Modern furniture is made with materials that are inferior to the past’s solid woods—plywood and particle wood. Even those made from solid wood are not of the same quality. The process has also lost its slow speed, as things have to be created much faster, which does not encourage the materials to reflect the durability they should reflect. We can highlight the reasons for their longevity;
- High-quality craftsmanship and design
- Quality materials and attention to detail
- High functionality
- Wood type
While we admit to the lasting quality of antique furniture, we must also leave room for doubt that these furniture pieces could only have lasted because they could be afforded by the wealthy. When extrapolated, this thought process will imply that modern furniture will last longer if enough money is used in its creation.
Now that you have antique furniture, how do you care for it?
Caring for your furniture differs from restoring it, though the process of restoration might fall under caring for it. To care for your furniture, you should;
1. Polish, clean, and dust
It would help if you endeavoured to wax the furniture as much as you can. It is best to wax with a good quality polish based on beeswax rather than spray polish to bring out the colour and the grain of the wood and protect it. When you want to wax, put some polish on a soft cloth and rub the piece until the cloth shines. This is to burnish the surface and evaporate any solvent. You should then polish it up with a clean duster. It is also advisable to wax at night and polish the next day to bring out its colour.
Try not to use materials that can scratch or leave marks on the wood while cleaning. A weekly vinegar solution can help with the cleaning process, but the wood must be undamaged and polished. You should also vacuum upholstery regularly to avoid pests and dust.
2. Place it under the right environmental conditions
Sunlight, humidity, pollutants in the air, and central heating are hazardous to organic materials, like wood, fabrics, and leather. Therefore, thoughtfully analyse where the furniture should be and maintain conditions that will benefit it. Strong sunlight can cause the furniture to lose colour, and fluctuations in temperature can damage the veneer’s pieces. Central heating dries up moisture so that it needs to be constantly replaced.
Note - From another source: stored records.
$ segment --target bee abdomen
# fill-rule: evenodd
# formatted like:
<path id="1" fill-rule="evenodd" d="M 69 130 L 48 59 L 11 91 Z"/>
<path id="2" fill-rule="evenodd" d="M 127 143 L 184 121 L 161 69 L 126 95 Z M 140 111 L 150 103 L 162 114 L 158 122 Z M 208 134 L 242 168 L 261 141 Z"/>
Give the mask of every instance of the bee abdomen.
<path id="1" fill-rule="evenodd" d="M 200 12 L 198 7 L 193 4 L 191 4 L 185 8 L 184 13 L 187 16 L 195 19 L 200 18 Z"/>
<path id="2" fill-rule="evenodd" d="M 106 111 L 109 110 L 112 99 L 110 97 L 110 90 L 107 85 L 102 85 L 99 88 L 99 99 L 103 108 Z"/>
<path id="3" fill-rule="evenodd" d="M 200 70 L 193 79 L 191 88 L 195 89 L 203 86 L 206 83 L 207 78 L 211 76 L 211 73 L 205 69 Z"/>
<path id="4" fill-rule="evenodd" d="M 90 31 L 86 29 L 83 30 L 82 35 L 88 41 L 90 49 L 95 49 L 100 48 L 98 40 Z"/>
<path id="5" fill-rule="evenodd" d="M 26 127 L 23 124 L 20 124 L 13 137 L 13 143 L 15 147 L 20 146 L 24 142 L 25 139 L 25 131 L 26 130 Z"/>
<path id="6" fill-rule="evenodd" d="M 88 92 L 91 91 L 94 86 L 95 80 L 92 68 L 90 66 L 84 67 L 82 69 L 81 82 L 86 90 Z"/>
3. Move and handle with care
You should always treat antiques with care and respect. Try not to tilt back an open chair, open a drawer with only one of the handles, or drag the furniture instead of lifting it. When lifting tables, carry them from the lowest part of the mainframe rather than the top surface, and chairs should be lifted from the bottom.
Taking care of antique furniture assures the furniture’s longevity, and it requires determination, diligence, and patience to do a good job.